Multicomponent synthesis of 3,6-dihydro-2H-1,3-thiazine-2-thiones

Non-fused 3,6-dihydro-2H-1,3-thiazine-2-thiones constitute a so far rather unexplored class of compounds, with the latest report dating back more than two decades. Thiazine-2-thiones contain an endocyclic dithiocarbamate group, which is often found in pesticides, in substrates for radical chemistry and in synthetic intermediates towards thioureas and amidines. We now report the multicomponent reaction (MCR) of in situ-generated 1-azadienes with carbon disulfide. With this reaction, a one-step protocol towards the potentially interesting 3,6-dihydro-2H-1,3-thiazine-2-thiones was established and a small library was synthesized.

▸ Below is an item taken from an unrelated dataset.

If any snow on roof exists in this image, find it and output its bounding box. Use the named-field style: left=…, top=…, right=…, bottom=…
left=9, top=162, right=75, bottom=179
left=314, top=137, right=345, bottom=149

Synthesis of 3,4-dihydropyridin-2(1H)-ones and 3,4-dihydro-2H-pyrans via Four-component reactions of aromatic aldehydes, cyclic 1,3-carbonyls, arylamines, and dimethyl acetylenedicarboxylate

A protocol has been developed for the efficient synthesis of structurally diverse 3,4-dihydropyridin-2(1H)-ones and 3,4-dihydro-2H-pyrans via four-component reactions of arylamines, acetylenedicarboxylate, aromatic aldehydes and cyclic 1,3-diketones. The selective formation of the very different pyridinone or pyran derivatives depends on the structure of cyclic 1,3-diketone. The key steps are proposed to involve Michael addition of the enamino ester formed in situ from the reaction of arylamine with dimethyl acetylenedicarboxylate to arylidine cyclic 1,3-diketones.